I am forever optimistic when it comes to people. I believe that we are all products of our childhood environment, and it’s not necessarily our fault we turn out the way we do, but it is our responsibility to work on changing the things that are not valuable personality characteristics. We have to figure out a way to get along in life.
So who is to blame for the screw up that is Lindsay Lohan? Have ya got a pen? And a couple of sheets of paper? And a whole lot of time?
Let’s just go back to this morning.
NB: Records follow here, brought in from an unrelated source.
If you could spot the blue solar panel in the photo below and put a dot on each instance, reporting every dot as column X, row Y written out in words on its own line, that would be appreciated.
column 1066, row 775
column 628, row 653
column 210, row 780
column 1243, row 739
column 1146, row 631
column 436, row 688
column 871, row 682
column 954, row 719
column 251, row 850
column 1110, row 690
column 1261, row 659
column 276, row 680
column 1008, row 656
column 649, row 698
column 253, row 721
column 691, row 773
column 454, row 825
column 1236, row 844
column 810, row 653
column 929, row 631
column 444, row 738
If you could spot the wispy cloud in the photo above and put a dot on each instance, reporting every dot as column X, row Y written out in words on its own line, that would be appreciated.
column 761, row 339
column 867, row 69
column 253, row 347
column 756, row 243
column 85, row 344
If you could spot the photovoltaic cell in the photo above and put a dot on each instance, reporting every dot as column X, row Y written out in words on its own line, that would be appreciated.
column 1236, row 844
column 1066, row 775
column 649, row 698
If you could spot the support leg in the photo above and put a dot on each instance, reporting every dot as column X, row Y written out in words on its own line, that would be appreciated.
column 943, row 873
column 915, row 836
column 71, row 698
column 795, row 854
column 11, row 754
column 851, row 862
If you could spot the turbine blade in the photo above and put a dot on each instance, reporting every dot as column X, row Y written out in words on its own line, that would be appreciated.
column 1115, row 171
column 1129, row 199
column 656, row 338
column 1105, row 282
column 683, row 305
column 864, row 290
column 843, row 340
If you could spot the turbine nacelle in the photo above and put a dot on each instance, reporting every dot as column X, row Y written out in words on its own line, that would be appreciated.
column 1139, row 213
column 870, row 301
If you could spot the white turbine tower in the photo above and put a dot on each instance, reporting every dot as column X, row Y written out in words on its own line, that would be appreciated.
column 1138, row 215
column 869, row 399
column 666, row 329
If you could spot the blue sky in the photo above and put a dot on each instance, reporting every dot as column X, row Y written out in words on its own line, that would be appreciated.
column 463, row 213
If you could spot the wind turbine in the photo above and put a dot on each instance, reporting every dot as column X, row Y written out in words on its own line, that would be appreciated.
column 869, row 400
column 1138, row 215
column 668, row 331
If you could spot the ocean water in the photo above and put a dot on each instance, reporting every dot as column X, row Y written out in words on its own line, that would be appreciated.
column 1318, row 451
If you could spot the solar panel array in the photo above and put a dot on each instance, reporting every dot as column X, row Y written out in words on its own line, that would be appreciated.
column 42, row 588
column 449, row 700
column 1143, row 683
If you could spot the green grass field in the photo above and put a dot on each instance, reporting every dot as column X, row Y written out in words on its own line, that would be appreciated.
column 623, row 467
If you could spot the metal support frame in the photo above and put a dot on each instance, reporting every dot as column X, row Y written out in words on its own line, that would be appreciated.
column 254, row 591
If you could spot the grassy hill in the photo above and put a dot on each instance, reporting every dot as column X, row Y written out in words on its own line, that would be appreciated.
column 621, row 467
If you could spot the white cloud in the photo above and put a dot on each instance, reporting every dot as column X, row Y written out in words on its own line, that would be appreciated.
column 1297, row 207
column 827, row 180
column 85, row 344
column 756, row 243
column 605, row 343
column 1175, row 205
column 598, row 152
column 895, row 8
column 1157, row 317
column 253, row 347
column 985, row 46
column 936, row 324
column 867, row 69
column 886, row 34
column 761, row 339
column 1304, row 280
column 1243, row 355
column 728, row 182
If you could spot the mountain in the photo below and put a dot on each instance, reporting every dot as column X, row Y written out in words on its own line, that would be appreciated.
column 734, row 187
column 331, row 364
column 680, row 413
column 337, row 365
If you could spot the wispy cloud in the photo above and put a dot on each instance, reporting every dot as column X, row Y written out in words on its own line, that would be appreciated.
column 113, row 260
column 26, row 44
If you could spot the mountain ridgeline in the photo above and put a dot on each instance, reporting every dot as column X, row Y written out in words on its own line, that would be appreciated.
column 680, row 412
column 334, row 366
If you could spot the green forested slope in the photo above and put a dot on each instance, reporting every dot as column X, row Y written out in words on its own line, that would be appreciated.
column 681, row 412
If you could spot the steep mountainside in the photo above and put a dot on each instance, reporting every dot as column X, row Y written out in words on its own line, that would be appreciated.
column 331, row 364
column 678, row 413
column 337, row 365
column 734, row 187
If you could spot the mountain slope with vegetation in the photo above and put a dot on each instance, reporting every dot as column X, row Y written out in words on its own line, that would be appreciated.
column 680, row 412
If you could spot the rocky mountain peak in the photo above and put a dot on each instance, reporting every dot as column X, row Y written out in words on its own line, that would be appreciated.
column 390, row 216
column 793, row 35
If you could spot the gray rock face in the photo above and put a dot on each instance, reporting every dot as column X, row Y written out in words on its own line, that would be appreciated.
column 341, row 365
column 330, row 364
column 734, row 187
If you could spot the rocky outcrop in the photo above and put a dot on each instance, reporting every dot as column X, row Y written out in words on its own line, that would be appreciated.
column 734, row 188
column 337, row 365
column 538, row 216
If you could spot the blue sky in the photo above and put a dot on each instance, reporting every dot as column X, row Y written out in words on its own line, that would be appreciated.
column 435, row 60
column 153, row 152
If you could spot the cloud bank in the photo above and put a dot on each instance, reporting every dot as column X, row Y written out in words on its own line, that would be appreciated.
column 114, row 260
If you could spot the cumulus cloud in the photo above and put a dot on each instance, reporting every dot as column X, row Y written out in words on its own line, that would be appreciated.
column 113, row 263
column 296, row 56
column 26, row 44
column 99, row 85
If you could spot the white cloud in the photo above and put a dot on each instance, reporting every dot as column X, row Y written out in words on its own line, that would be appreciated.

Part of Lindsay’s new world order, according to the judge yesterday, was to show up at 8 o’clock this morning for blood and guts duty – cleaning up the morgue. She was going to be wiping down tables, sweeping and mopping floors, and making herself useful around the recently deceased. At 7:40, her ASSISTANT called to notify the morgue that she was ten minutes away, which would have put her in the right place at ten minutes before the right time. Good for her! By 8:20, she still wasn’t there. At some point after she was already 20 minutes late, the morgue was called to say that she would have been there on time, but she didn’t know what door to go in. And there was way too much media attention for her to get through. And Starbucks put full fat milk in her skinny latte (okay, I might have made THAT one up).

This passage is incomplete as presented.